Clochard trovato morto nella palestra abbandonata

E' morto da solo, al freddo, in una palestra abbandonata della periferia di Bergamo che era diventata casa sua. Si chiamava Roberto Mongodi e aveva 54 anni

Clochard trovato morto nella palestra abbandonata
Cronaca Bergamo e hinterland, 15 Gennaio 2022 ore 11:59

E' morto da solo, al freddo, in una palestra abbandonata della periferia di Bergamo che era diventata casa sua. Un senzatetto di 54 anni, Roberto Mongodi, originario di Sarnico, è stato ritrovato senza vita ieri, venerdì 14 gennaio, dalla Polizia locale.

Dramma a Bergamo: clochard trovato morto

Secondo alcune testimonianze, riporta PrimaBergamo.it, giovedì era stato notato in città. Vivo, anche se non proprio in forma. Poi ieri, grazie alla segnalazione fatta alla polizia da un altro senza fissa dimora, ieri è stato trovato morto.
Conosciuto in città, Mongodi aveva vissuto per anni a Sarnico me recentemente si era spostato nella palestra abbandonata del quartiere di Boccaleone, a Bergamo: una struttura che il gruppo Begnini aveva costruito per ospitare la scuola calcio dell’Atalanta.

Era un negoziante, poi le cose sono precipitate

L'uomo era stato in passato un imprenditore e aveva aperto prima un panificio a Sarnico e poi una gelateria a Clusane. Le cose, per lui, non sono mai andate per il verso giusto. Chi lo conosceva lo ricorda come una persona corretta, ma sfortunata. Negli ultimi anni aveva spesso dormito alla "Galgario" e alla "Bonomelli", dormitori per senza tetto del capoluogo, e aveva frequentato la mensa dei Cappuccini in Borgo Palazzo. Poi si era allontanato da tutti, cercando rifugi di fortuna come, appunto, quella palestra abbandonata nella quale è mancato.

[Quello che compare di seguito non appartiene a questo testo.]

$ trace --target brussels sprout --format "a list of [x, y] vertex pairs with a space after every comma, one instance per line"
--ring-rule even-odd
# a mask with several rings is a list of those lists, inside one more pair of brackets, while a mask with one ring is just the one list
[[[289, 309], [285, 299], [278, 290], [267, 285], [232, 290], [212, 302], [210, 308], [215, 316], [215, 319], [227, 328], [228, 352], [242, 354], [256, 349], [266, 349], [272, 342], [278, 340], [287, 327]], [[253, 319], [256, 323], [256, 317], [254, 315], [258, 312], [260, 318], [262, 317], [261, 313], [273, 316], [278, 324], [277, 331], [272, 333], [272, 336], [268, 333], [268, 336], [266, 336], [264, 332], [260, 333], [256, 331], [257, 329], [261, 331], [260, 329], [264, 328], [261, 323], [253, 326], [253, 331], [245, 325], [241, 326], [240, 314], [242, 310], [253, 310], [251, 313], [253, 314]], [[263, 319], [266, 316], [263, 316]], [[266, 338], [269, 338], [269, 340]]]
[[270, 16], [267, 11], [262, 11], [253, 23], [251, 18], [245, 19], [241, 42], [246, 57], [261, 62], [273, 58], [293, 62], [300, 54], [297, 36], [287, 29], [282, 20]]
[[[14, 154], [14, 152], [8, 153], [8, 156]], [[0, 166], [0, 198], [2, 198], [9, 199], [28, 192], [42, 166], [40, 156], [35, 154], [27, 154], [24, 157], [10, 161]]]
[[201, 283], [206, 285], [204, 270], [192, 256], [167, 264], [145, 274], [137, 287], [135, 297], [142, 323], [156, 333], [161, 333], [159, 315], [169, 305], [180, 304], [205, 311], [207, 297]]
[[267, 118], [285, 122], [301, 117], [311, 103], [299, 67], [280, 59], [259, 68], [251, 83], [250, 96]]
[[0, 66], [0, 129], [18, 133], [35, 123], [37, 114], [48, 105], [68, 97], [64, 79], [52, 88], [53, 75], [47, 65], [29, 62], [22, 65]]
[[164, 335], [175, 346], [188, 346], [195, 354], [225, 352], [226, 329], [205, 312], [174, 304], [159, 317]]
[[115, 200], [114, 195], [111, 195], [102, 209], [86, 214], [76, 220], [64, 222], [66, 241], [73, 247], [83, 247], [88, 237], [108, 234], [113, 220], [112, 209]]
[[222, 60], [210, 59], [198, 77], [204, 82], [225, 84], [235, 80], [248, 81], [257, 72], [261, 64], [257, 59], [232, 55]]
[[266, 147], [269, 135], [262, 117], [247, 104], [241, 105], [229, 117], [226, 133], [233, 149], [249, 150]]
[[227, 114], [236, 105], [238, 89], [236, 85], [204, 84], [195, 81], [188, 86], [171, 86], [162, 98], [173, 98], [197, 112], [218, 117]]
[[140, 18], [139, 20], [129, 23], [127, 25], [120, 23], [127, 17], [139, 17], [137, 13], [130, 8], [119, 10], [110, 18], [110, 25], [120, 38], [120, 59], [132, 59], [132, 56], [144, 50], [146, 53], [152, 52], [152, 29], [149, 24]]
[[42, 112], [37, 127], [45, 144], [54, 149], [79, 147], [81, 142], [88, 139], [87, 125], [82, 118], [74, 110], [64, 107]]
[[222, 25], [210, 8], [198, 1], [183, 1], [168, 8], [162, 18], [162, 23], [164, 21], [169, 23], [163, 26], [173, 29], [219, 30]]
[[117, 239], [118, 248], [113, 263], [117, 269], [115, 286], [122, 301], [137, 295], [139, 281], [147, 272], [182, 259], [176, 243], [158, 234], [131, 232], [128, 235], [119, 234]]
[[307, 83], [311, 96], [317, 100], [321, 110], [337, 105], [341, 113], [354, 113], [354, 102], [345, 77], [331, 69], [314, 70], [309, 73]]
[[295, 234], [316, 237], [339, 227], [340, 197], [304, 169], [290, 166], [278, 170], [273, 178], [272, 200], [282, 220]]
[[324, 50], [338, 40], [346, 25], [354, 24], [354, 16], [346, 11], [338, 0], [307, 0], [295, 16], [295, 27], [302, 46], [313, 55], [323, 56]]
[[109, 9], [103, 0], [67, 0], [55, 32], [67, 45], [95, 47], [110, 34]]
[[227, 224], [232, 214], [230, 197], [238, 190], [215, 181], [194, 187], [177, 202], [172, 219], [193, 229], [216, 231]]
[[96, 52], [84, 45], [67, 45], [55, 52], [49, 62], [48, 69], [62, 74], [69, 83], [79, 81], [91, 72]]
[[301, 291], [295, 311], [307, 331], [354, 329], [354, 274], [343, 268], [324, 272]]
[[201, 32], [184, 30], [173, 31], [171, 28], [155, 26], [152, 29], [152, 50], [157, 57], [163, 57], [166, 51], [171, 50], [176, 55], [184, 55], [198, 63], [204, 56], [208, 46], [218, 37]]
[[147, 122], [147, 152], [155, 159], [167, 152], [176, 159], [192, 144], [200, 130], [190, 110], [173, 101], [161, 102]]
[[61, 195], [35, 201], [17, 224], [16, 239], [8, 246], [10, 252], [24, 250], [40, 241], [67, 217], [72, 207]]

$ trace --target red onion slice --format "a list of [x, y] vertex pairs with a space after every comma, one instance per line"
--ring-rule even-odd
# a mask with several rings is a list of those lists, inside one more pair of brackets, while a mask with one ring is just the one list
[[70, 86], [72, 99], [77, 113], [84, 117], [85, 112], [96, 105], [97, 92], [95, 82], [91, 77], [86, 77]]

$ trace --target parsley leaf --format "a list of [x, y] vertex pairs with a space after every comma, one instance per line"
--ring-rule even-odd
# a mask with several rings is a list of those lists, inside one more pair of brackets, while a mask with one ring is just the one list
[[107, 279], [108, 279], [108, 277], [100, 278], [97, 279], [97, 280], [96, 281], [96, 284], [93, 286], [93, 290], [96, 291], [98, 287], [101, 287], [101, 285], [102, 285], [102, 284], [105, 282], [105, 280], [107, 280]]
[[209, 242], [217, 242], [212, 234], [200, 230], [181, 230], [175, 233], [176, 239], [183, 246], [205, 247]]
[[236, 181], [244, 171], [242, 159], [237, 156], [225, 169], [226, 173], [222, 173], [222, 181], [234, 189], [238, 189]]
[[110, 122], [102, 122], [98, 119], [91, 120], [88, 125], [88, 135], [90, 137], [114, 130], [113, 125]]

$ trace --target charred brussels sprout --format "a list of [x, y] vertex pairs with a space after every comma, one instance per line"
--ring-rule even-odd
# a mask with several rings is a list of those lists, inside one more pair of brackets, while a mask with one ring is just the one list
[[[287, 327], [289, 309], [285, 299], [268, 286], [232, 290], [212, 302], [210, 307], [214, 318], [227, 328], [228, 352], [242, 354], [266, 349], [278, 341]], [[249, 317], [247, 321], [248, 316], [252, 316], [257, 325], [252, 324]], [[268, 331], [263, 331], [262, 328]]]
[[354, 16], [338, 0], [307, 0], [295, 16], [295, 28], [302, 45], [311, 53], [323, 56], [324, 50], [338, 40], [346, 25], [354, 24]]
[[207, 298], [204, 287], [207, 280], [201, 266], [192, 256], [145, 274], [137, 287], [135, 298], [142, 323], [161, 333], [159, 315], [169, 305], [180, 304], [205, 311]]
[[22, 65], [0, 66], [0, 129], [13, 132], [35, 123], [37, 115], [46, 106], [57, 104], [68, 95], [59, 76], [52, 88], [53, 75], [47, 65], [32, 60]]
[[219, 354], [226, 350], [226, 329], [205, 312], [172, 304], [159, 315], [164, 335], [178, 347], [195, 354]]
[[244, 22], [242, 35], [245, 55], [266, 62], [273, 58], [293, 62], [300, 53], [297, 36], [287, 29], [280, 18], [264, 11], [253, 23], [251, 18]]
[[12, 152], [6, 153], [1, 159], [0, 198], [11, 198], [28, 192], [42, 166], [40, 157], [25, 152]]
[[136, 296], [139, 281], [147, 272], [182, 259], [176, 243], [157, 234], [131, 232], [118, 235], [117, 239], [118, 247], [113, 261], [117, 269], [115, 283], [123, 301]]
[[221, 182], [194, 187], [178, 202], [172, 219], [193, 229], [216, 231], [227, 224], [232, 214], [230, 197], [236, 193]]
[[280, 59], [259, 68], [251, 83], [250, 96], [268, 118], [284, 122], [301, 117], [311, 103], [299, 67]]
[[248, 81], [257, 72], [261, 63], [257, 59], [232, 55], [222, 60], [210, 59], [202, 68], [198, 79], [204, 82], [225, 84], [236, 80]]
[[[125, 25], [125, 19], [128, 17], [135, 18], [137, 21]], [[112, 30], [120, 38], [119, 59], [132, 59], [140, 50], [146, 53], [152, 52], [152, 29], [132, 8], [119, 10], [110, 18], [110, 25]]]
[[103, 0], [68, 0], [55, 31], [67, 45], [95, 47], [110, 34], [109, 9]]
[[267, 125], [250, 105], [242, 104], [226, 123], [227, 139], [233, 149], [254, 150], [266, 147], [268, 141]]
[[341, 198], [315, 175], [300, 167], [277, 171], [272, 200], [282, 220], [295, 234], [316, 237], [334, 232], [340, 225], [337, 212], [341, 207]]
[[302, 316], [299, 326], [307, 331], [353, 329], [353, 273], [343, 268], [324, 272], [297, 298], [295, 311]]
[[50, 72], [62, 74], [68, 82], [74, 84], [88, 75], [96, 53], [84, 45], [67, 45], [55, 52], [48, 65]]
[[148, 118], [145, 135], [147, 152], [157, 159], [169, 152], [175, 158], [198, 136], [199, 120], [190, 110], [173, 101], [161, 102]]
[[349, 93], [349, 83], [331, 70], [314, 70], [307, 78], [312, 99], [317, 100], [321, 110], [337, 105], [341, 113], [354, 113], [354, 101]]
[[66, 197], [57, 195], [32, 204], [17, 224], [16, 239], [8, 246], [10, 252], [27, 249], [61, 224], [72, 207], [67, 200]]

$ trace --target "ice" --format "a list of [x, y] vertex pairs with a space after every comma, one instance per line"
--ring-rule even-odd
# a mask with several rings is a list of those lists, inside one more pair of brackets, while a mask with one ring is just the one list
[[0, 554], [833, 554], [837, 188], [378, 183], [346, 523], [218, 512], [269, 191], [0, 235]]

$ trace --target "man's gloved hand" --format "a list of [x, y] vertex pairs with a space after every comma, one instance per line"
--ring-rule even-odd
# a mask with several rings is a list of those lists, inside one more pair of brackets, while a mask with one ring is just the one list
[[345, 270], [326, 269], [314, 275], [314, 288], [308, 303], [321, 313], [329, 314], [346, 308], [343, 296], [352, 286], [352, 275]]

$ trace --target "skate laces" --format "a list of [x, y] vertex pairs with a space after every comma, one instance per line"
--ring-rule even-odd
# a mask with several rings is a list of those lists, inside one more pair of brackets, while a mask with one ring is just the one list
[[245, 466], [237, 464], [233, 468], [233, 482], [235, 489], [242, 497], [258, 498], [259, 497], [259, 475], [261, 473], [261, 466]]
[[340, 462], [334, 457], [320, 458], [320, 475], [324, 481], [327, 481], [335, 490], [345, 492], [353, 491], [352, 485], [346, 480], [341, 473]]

Senzatetto, i progetti di Treviglio

Recentemente, con l'inverno, si è tornati anche a Treviglio a parlare dell'assistenza dei clochard. In città esistono due dormitori, e recentemente si è attivato un progetto coordinato dall'associazione Il Germoglio e co-finanziato dall'Avis, per assistere i tanti ospiti e sostenerli in progetti di "ricostruzione" della propria vita.